If Jason and Pluto swapped places, then Replacement Jason, a.k.a. Pluto, would be the one bearing all the scars. His face is unscarred, so he’s clearly the original Jason.
- Pluto can’t control his walk backward into the fire. But the real, Un-Tether Jason could and would have — This seems self-explanatory. Pluto couldn’t control his movement into the fire, but if a swapped Jason had been ordered back into the fire, he would have been able to resist, because as the original Un-Tether, he would have been able to control his movements.
- Pluto doesn’t speak English. Jason does — This piece of the puzzle has several implications, so let’s unpack them. We know that Red is the only one of the Tethers who can speak English; neither of her children nor her husband do. Jason is still young, but he clearly speaks English well. If Jason had been kidnapped to the underground within the last couple of years, then when he comes to the surface with the others, he would still be able to speak up and say that he’d been abducted. But he doesn’t.
So if Jason and Pluto had really switched places, they would have had to have done so long ago — at an age early enough for the Underground Jason, a.k.a. Pluto, to completely lose all his linguistic abilities and be unable to recover them in time to actually speak to anyone once he was above ground.
But this would also mean that the real Jason’s face would be unburnt, because he’d be able to control his actions and move away from the fire from that early age — meaning that all those years of facial scarring would never have happened. But they did, because the boy who’s underground is Pluto — the boy who can’t control his motions, just as he can’t speak English.
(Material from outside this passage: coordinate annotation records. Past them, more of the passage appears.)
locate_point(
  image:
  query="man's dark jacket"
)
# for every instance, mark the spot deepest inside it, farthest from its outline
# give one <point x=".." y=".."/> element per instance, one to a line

- The movie’s whole message gets distorted if Jason is a Tether — While the “Jason is a Tether” theory is fun, it also undermines a lot of what’s richest about the movie’s symbolism. Jason’s fun magic trick results in Pluto’s horrible disfigurement because Jason is an Un-Tether and Pluto isn’t. The whole point of this revelation is to shore up Jordan Peele’s point about class and systemic inequality — specifically, how the underprivileged are all too often disproportionately and devastatingly affected by the behavior and motions of the wealthy. Since the ramifications of their actions don’t effect them, but rather the masses of people in classes below them, the wealthy often have no reason to care about the impact of their behavior on other people — just as Jason doesn’t understand until he comes face to face with what’s on the other side of his “game.”
If that fundamentally unequal dynamic shifts, then that metaphor is sullied. And examining Jason-Pluto as a metaphor for inequality is a far more meaningful, and purposeful, reading of the film than trying to spin theories about them swapping places just because it’s clever. There are moments when it’s possible to be too clever — and moments, as Jason’s final donning of his mask shows, when it’s best not to know too much.